Life in Darien is about to get a little sweeter.

Clifton Benham is planning to open his new candy store, Chunky Pam's Sweet Shoppe, later this month. The store is named after Benham's 7-month-old bulldog puppy, Pam. There's a portrait of a bulldog hung above the front door of the shop, which is located at 1096 Post Road. But the bulldog featured on the sign is actually Pam's mother, Calcutta; Pam's not quite old or big enough to be a chunky model yet, Benham said.

Naming the store after Pam (who Benham said can be classified as "chunky") is just one example of the light-hearted atmosphere that will permeate the environment, he said. He and his wife came up with the name around Christmas-time, about a month after he made the decision to leave his job in finance to begin the business.

"I've been talking about doing this for years, but I never took the risk," he said. But he quit his job in February and has worked full time since then to launch the business, which is gradually coming together piece by piece; he plans on hosting a "soft opening" late next week.

"I took the leap of faith," the 36-year-old father of two said.

"It's going to be me, myself and I running the store, and I have no retail experience," he said.

But he's more excited than nervous, he said.

"I work very well under pressure, and I'm looking forward to a great summer," he said.

His brother and father both own retail stores, and he's also getting advice from some of his other friends. Mainly, he's relying on his love of candy and creative mind to bring success to the store.

"Sometimes you walk into candy stores and you can't breathe because there's so much stuff," he said. He promises his store will be less head-ache and more sugar rush.

"My space will be modern and sleek," he said.

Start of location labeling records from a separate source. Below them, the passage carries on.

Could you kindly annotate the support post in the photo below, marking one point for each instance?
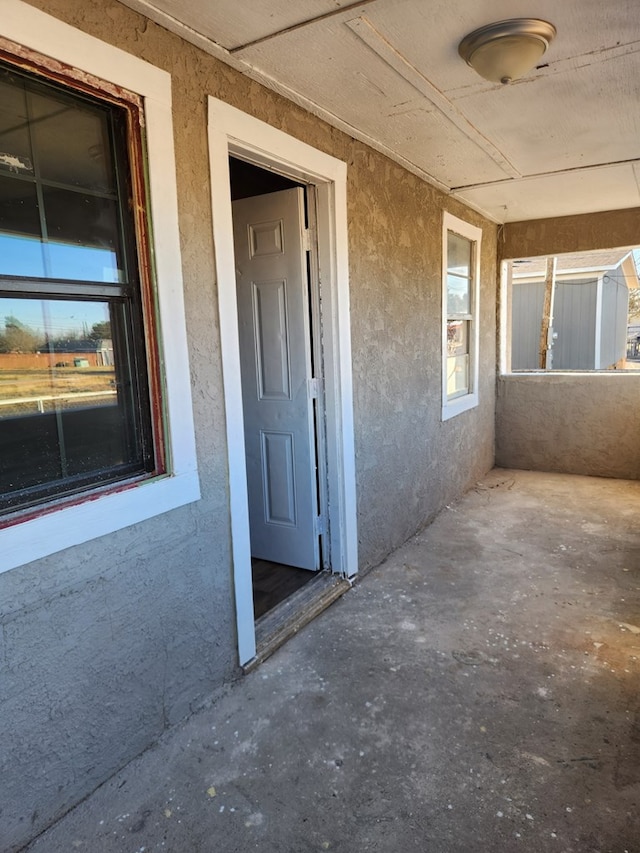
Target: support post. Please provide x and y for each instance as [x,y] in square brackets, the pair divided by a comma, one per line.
[547,315]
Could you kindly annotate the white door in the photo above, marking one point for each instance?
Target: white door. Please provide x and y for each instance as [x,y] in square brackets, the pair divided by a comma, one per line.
[277,392]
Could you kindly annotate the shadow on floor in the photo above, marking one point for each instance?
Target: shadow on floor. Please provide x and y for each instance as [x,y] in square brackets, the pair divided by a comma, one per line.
[273,583]
[479,692]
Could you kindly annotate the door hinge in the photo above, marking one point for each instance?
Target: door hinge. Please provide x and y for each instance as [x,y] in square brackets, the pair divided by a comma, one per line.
[314,387]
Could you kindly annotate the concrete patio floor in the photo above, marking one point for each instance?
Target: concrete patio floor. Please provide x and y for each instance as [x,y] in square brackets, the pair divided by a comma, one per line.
[478,691]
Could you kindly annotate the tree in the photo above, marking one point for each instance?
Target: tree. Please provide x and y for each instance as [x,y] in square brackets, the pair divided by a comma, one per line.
[17,337]
[101,331]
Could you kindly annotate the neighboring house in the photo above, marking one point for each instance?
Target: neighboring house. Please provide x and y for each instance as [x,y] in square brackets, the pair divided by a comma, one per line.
[590,311]
[303,318]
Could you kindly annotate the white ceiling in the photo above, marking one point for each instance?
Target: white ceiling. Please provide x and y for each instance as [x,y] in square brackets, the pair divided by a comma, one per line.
[565,139]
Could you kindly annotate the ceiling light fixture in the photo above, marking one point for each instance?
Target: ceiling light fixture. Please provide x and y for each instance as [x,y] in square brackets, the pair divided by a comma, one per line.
[507,50]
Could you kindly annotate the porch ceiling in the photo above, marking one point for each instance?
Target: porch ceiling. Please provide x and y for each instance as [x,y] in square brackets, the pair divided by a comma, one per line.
[565,139]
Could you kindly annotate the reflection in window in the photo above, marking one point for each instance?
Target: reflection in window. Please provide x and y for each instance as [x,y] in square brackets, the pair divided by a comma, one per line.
[59,210]
[459,281]
[74,393]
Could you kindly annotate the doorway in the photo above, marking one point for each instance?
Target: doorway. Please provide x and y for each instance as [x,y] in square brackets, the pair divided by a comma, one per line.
[235,134]
[281,377]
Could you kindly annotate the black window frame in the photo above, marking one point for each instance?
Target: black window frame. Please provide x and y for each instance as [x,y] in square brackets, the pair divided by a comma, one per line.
[135,331]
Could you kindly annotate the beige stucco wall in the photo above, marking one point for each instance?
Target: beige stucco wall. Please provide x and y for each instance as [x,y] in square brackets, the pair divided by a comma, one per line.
[108,643]
[572,423]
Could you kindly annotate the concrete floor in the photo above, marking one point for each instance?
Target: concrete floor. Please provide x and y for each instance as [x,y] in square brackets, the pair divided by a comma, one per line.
[479,691]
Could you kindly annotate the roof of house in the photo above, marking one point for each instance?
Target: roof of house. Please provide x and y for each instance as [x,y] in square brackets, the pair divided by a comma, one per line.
[596,261]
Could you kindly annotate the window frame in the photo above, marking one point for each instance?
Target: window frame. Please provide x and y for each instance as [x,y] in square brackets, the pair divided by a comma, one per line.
[456,405]
[62,523]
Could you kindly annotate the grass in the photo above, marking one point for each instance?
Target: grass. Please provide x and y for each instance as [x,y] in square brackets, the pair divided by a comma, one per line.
[55,382]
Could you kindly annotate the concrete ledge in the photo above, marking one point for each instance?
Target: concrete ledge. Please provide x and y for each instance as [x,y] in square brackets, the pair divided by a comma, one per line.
[569,423]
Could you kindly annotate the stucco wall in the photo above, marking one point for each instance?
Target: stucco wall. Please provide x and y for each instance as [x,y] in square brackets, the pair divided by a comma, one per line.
[569,423]
[105,644]
[573,423]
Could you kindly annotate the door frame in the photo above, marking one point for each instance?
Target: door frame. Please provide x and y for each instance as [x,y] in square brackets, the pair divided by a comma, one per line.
[234,133]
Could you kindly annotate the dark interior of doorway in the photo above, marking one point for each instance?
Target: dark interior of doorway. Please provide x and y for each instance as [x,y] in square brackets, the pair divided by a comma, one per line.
[273,583]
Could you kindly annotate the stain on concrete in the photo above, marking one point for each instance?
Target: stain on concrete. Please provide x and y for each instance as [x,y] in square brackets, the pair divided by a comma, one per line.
[507,720]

He plans on keeping a large flat-screen television on in the store, which will play MTV and other kid-and-teen friendly programs throughout the day and evening.

"I grew up in Long Island, and my parents would drop me off in town, and we would just walk around, go to the candy store and goof around. That's something that Darien needs," he said. His store will add another attraction for kids who are heading to the movie theater or Gofer Ice Cream.

"I'm most excited for the kids of Darien. I want this to be a haven, a place for them to come and be safe," he said. "There's nothing better than being able to drop your kids off, and feel safe about coming to pick them up at 9 o'clock."

One major attraction for kids will be the 7-and-a-half foot tall gumball machine, which holds 20,000 gumballs and rows of bulk candy, he also plans to stock nostalgic candy.

"I have two kids who are obsessed with gumballs," he said. "I have to go to Blockbuster on a gumball run every week."

But he'll have nostalgic candy for parents and other demographics as well, he said. Mary Janes, Red Hots and Fun Dip are just some of the classic candies he plans on filling his shelves with. While "penny candy" doesn't exist in the literal sense any more, he plans on stocking saltwater taffy and other penny-candy-like options for his customers. And of course, he'll have a large variety of his favorite kind of candies: gummies.

"Gummy airplanes, gummy butterflies, foot-long gummy snakes. Lots of gummies," he said.

He's spent the last several months scouring the Northeast for the best candies, and has found such gems as Lake Champlain Chocolates, and a machine that will enable children to create their own Pixy-Stix-like concoctions. But beyond the variation in flavors, his store will also have a selection of sugar-free and gluten-free candy to cater to dietary restrictions.

Though he will also have low-calorie or fat-free at his shop, he warns his customers "if you're coming into my store to calorie count, it's the wrong store to come into."